I wonder what we will think of these signs as we try to put the lock down of 2020 behind us. I also wonder where Schooner Wharf scored toilet paper to make such an outrageous and generous offer:
Toilet paper has reappeared of course, only to be rapidly scooped up apparently. Meat is next on the endangered list as our formerly all powerful nation rattles and squeaks from crisis to crisis. The roads into the Keys remain closed, both of them, to outsiders so the re-opening of restaurants and other businesses, not bars and gyms though, is for locals only at this point. 
I don't really get what is happening and though I read many harsh angry comments on Facebook about everything I find myself unable to find hard facts about anything. The state of Florida is not reporting virus deaths anymore, conspiracy theorists argue this all political and I feel as though I am a n involuntary participant at the Mad Hatter's Tea Party with Alice. 
So I find myself looking deeper inward at this time. I stay close to home and I walk Rusty wield my camera and rejoice in my wife's newfound ability to cook beans easily in her Foodi Instapot.

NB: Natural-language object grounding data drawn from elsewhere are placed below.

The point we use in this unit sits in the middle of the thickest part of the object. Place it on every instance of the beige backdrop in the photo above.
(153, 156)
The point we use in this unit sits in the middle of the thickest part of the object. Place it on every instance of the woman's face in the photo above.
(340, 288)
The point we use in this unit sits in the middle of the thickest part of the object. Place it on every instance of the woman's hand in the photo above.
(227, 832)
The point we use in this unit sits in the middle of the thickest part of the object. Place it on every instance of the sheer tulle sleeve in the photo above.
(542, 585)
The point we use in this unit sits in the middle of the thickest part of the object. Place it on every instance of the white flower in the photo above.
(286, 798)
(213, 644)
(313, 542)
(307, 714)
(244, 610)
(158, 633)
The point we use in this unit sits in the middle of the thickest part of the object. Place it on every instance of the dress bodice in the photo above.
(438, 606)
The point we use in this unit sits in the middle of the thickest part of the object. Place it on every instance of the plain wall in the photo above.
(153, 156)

She can take dried legumes of any type and after re-hydration overnight have them cooked and sauced and full of flavor in less than half an hour.  I am finding myself somewhat indifferent to threats of meat interruptions. We are stock piling treats for our carnivorous Chief Security Office (Van, for the use of) as Rusty cannot seem to grasp the complexities of supply chain interruptions.

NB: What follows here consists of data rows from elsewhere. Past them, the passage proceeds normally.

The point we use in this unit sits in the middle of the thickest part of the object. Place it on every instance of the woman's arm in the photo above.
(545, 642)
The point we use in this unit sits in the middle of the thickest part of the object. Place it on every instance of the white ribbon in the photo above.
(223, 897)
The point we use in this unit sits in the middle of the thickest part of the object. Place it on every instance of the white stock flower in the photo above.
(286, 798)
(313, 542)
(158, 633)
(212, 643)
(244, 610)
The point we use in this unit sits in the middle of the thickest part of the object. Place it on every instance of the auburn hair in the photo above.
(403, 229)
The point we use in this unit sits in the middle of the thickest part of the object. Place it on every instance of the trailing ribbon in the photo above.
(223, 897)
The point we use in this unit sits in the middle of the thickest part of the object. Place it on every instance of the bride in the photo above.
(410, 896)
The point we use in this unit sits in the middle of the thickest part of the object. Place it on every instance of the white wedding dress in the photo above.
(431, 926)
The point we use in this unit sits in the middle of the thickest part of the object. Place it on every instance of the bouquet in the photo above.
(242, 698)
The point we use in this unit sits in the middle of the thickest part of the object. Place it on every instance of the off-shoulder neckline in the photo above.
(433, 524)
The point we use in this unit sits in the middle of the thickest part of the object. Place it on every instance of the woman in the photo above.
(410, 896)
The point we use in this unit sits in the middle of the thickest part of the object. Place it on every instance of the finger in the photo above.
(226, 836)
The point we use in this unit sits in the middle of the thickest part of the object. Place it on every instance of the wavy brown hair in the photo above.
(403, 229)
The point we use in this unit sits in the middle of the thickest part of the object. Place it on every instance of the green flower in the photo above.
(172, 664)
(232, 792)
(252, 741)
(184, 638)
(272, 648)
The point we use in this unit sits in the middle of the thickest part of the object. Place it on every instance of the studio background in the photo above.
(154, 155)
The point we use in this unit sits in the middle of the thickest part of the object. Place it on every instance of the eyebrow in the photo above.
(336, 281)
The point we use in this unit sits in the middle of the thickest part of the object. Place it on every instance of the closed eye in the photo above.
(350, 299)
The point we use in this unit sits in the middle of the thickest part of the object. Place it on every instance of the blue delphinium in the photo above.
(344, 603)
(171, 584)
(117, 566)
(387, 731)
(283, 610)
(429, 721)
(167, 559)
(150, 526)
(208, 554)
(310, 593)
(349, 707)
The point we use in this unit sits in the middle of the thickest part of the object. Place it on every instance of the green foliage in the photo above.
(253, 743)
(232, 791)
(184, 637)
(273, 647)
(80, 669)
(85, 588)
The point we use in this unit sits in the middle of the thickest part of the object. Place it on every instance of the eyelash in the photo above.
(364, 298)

I find myself looking at these pictures, the last of my lock down series, with some small sense of nostalgia already. In essence a face mask, some sanitizer and your choice to stay home is pretty much the rule these days. Groups of no more than ten, stay six feet apart from people you don't live with and have at it. I have heard rumors of some businesses closing but the reality will settle in later. Key West has a long history of people and businesses coming and going. The debate over the value of the lock down will continue but it is a debate I do not participate in.
For me having a job, even with overtime cuts, means the urgency of re-opening is muted. Indeed we already find our call volume increasing at the 911 center as  people  take to the streets.  I have always had issues with the idea of being locked down with no financial support seems absurd. Italy was able to shut people indoors for eight weeks thanks to government funding and a shut down of most debt enforcement mechanisms. Plus health care is freely available to all so there are worries about losing work and health insurance. All of which make s a lock down bearable to some degree. 
Personally I think it's a bit rough to tell everyone to shut down when we already know most people have no financial reserves and then we read about large companies getting all the bail out money shoveled at them to add insult to injury. I'm really not surprised people are protesting the lock down. That they are doing so instigated by political groups with another agenda doesn't help things. What has impressed me is how level headed and rational most people have been in this impossible situation, acting with restraint, wearing masks, keeping their distance and being quite civil at least in the Keys. I ignore Facebook and all its bad manners, what I see n the streets is much more reassuring.
I'd like to hope after this over, whatever that means, that we see more effort put into hiring people at home, paying well and producing stuff our country can export to the world. It used to be so, and American machinery and industrial products were a mark of quality and reliability.  I refuse to believe doing things right, doing them at home and employing our own people will pout shareholders on the street or executives in the poorhouse. I think the virus has made me mad. I see the possibility of a better future. An American fture ina world grown weary of crap.